Metric and normalization

Cosine is dot product on L2-normalized vectors — normalize once at ingest and at query so the engine runs the cheaper dot-product kernel. The metric is fixed per collection.

Filter DSL

filter = {
"must": [{"tenant": "acme"}, {"lang": "en"}],
"should": [...],
"must_not":[{"status": "deleted"}],
"range": {"ts": {"gte": 1700000000}}
}

Version tagging — the migration lever

Every vector carries an embedding_model_version. A query encoded by model v2 is meaningless against a corpus embedded by v1: the spaces are unrelated, and relevance silently collapses. So query encoding happens server-side behind the same embedding service used for ingest, and the collection pins a model version. This single field is what makes the re-embedding migration (Step 7) tractable.

Consistency semantics

Offer read-your-writes for interactive flows (route the writer’s reads to the replica that has the new segment, or block on segment visibility) and eventual for bulk ingest, where a few seconds of staleness is fine and cheaper.

4

Data model

The system is three coupled stores, all keyed by vector id. A query reads across all three.
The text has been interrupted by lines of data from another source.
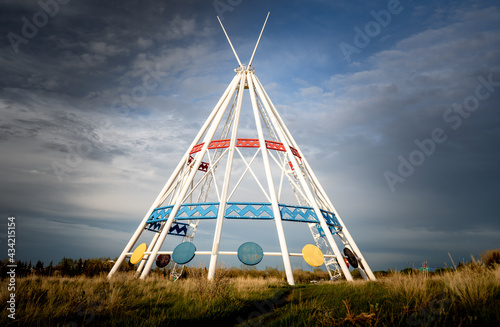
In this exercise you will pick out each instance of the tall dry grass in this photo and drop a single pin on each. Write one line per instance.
(469, 296)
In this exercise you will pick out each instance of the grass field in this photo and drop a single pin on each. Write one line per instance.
(467, 297)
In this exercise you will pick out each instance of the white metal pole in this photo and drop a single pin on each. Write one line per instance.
(270, 182)
(167, 185)
(305, 187)
(225, 186)
(258, 41)
(324, 194)
(208, 137)
(150, 247)
(234, 51)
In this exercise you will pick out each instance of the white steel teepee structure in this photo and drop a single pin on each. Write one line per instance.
(212, 172)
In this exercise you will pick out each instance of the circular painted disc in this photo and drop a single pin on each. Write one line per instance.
(138, 253)
(162, 260)
(351, 257)
(183, 253)
(250, 253)
(313, 255)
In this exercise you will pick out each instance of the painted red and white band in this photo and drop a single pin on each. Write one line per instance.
(245, 143)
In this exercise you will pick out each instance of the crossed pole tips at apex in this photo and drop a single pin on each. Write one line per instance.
(256, 45)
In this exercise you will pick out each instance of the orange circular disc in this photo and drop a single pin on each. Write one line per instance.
(138, 253)
(313, 255)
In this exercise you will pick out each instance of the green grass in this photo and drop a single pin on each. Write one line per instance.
(467, 297)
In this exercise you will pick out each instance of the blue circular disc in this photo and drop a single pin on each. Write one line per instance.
(183, 253)
(250, 253)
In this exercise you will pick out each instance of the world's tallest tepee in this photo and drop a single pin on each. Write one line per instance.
(211, 176)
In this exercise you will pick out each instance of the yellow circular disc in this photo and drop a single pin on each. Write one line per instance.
(313, 255)
(138, 253)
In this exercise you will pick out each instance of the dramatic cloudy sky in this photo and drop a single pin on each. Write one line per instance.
(398, 115)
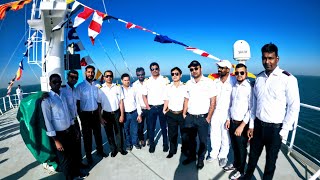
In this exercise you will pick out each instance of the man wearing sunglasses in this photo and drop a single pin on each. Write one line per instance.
(69, 92)
(153, 98)
(139, 85)
(219, 135)
(110, 101)
(199, 104)
(173, 106)
(59, 126)
(276, 107)
(87, 106)
(237, 121)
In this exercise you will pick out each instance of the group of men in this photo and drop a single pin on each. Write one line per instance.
(228, 108)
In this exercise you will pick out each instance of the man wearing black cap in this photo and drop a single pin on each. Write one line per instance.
(198, 108)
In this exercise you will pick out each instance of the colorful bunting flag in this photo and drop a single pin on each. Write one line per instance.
(95, 25)
(19, 72)
(81, 17)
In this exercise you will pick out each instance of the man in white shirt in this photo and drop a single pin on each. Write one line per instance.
(198, 108)
(153, 98)
(19, 93)
(219, 135)
(139, 85)
(132, 112)
(110, 99)
(276, 107)
(173, 106)
(87, 106)
(238, 120)
(60, 128)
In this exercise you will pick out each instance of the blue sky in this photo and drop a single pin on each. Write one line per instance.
(213, 26)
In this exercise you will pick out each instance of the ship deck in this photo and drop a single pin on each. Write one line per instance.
(16, 162)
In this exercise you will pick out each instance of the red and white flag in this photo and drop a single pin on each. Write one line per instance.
(83, 16)
(95, 25)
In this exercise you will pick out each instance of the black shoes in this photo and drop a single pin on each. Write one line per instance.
(170, 155)
(124, 152)
(102, 154)
(152, 149)
(200, 164)
(114, 153)
(165, 148)
(188, 161)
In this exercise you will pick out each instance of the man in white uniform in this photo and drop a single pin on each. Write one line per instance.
(276, 106)
(219, 135)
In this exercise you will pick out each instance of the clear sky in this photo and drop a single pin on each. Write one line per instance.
(210, 25)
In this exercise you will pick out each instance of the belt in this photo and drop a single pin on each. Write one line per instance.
(236, 122)
(156, 106)
(131, 112)
(265, 124)
(112, 112)
(175, 112)
(198, 115)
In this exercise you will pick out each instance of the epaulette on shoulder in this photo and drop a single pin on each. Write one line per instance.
(286, 73)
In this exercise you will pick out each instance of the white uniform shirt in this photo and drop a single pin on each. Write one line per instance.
(131, 100)
(276, 100)
(110, 97)
(240, 102)
(175, 96)
(56, 114)
(139, 88)
(87, 94)
(199, 95)
(223, 95)
(154, 89)
(69, 93)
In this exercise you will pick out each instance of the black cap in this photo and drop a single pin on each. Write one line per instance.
(194, 63)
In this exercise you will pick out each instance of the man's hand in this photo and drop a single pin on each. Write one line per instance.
(239, 130)
(250, 133)
(121, 119)
(139, 119)
(228, 124)
(58, 145)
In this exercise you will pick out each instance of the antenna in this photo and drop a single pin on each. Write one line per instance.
(241, 51)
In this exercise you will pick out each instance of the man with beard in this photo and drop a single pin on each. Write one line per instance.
(87, 105)
(276, 106)
(153, 98)
(199, 104)
(237, 121)
(139, 85)
(219, 134)
(110, 98)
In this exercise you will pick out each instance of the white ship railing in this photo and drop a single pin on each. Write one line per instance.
(12, 101)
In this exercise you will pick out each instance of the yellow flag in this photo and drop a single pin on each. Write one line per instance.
(69, 1)
(99, 73)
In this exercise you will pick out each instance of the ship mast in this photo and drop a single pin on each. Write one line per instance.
(51, 13)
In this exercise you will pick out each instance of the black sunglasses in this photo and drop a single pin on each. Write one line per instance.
(140, 74)
(108, 76)
(56, 82)
(237, 73)
(175, 74)
(194, 69)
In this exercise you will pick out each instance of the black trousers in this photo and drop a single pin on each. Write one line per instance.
(196, 126)
(175, 121)
(239, 146)
(145, 114)
(68, 159)
(90, 123)
(268, 136)
(114, 130)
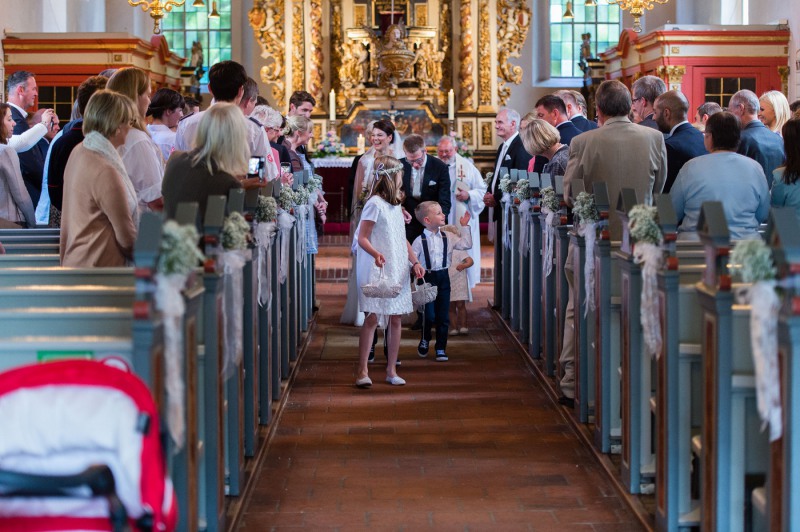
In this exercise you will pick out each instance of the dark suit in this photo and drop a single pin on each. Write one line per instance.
(568, 131)
(763, 146)
(31, 162)
(685, 143)
(435, 186)
(71, 136)
(583, 123)
(649, 121)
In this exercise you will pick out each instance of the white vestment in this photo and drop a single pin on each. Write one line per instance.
(463, 170)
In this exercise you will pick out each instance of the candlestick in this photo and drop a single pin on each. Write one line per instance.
(451, 105)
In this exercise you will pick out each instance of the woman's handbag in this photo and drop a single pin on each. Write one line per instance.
(381, 288)
(422, 294)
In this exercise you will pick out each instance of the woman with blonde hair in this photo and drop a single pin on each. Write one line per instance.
(543, 140)
(216, 165)
(142, 156)
(774, 110)
(100, 209)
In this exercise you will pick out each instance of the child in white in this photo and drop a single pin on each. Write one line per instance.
(459, 285)
(433, 246)
(382, 245)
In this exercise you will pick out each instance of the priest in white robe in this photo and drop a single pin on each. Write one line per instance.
(467, 189)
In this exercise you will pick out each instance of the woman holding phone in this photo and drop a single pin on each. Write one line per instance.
(217, 164)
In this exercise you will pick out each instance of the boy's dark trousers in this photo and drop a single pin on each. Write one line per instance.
(437, 312)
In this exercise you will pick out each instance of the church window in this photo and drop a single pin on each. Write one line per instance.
(602, 21)
(720, 90)
(188, 24)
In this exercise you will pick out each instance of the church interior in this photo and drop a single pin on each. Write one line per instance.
(487, 441)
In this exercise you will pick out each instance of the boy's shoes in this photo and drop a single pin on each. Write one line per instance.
(422, 348)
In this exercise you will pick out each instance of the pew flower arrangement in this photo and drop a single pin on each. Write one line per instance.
(235, 232)
(550, 205)
(648, 252)
(178, 257)
(330, 146)
(266, 210)
(586, 212)
(286, 199)
(752, 261)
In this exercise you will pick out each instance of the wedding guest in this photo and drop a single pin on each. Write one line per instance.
(141, 156)
(774, 110)
(15, 202)
(216, 165)
(100, 215)
(166, 108)
(786, 187)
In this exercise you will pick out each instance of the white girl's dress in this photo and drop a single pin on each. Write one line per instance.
(389, 238)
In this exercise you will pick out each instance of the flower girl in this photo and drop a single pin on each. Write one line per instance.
(383, 250)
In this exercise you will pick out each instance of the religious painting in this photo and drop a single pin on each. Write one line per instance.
(407, 121)
(359, 15)
(421, 14)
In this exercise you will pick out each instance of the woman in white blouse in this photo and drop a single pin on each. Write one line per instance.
(141, 156)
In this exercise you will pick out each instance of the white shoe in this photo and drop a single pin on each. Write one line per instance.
(395, 381)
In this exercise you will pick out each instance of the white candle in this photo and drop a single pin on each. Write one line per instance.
(451, 105)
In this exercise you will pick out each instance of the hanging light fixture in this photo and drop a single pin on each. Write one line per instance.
(636, 7)
(214, 13)
(157, 8)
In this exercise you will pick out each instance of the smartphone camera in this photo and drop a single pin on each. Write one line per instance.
(255, 167)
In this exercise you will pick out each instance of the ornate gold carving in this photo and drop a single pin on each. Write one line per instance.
(484, 55)
(316, 74)
(266, 19)
(420, 14)
(467, 84)
(336, 39)
(486, 134)
(445, 16)
(783, 72)
(298, 47)
(466, 132)
(513, 22)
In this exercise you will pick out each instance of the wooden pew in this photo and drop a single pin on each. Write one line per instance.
(730, 445)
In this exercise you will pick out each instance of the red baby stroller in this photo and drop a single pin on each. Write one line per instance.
(80, 450)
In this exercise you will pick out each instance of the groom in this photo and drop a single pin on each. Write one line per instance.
(425, 178)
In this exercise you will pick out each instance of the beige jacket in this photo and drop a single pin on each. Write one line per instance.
(97, 228)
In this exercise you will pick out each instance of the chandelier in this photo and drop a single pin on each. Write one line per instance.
(636, 7)
(157, 8)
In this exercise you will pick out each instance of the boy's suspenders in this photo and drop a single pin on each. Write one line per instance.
(427, 253)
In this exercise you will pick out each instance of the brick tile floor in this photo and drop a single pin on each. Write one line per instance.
(475, 443)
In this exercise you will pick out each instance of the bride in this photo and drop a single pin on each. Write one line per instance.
(385, 141)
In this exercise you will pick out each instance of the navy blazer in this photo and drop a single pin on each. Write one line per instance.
(583, 123)
(568, 131)
(684, 144)
(435, 187)
(764, 146)
(31, 162)
(516, 157)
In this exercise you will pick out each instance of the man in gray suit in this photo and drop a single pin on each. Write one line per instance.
(623, 155)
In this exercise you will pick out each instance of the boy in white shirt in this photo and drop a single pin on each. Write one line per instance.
(436, 253)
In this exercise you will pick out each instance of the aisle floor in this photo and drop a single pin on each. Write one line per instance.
(474, 443)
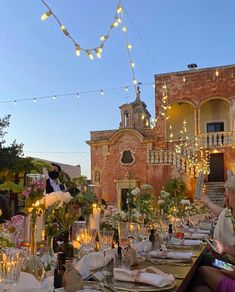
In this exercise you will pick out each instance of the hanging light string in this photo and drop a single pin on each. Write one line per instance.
(77, 94)
(128, 45)
(117, 20)
(78, 49)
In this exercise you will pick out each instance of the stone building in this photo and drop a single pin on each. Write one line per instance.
(193, 134)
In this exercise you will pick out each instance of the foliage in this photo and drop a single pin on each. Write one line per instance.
(172, 199)
(85, 200)
(4, 238)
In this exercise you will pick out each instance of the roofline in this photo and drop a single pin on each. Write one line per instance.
(194, 70)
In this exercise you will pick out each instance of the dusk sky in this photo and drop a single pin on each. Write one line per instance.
(37, 59)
┌─────────────────────────────────────────┐
id ──► │ 1. ANN index (graph/IVF + quantized │
│ codes) — the searchable structure │
├─────────────────────────────────────────┤
│ 2. Raw vector store (fp32/fp16) │
│ — rescore + re-embedding source │
├─────────────────────────────────────────┤
│ 3. Metadata/payload store + inverted index│
│ — filtering, ACL, tenant isolation │
└─────────────────────────────────────────┘

1. ANN index — the graph (HNSW) or coarse-quantizer + posting lists (IVF), holding the quantized codes the search traverses. This is the hot, RAM-resident structure.

2. Raw full-precision vector store — fp32/fp16 vectors. Used to rescore ANN candidates and as the source for re-embedding migrations. Can live on SSD/object storage since it’s touched only for the top ~hundreds per query.

3. Metadata/payload store + inverted index — structured fields with an inverted index for filtering and ACL enforcement.

Segment model for writes

Writes land in small, immutable segments (like Lucene). New segments are built and made queryable quickly; background compaction merges small segments into larger ones and rebuilds graph/IVF structures offline, so queries never block on builds. Deletes are tombstones (soft deletes); compaction physically removes them and reclaims graph edges.

Why tombstones matter for recall

Ignoring deletes is a silent recall bug: tombstoned vectors still occupy graph nodes and edges, so a query can spend its candidate budget traversing toward dead entries and return fewer live results than k. Compaction is a recall maintenance task, not just space reclamation.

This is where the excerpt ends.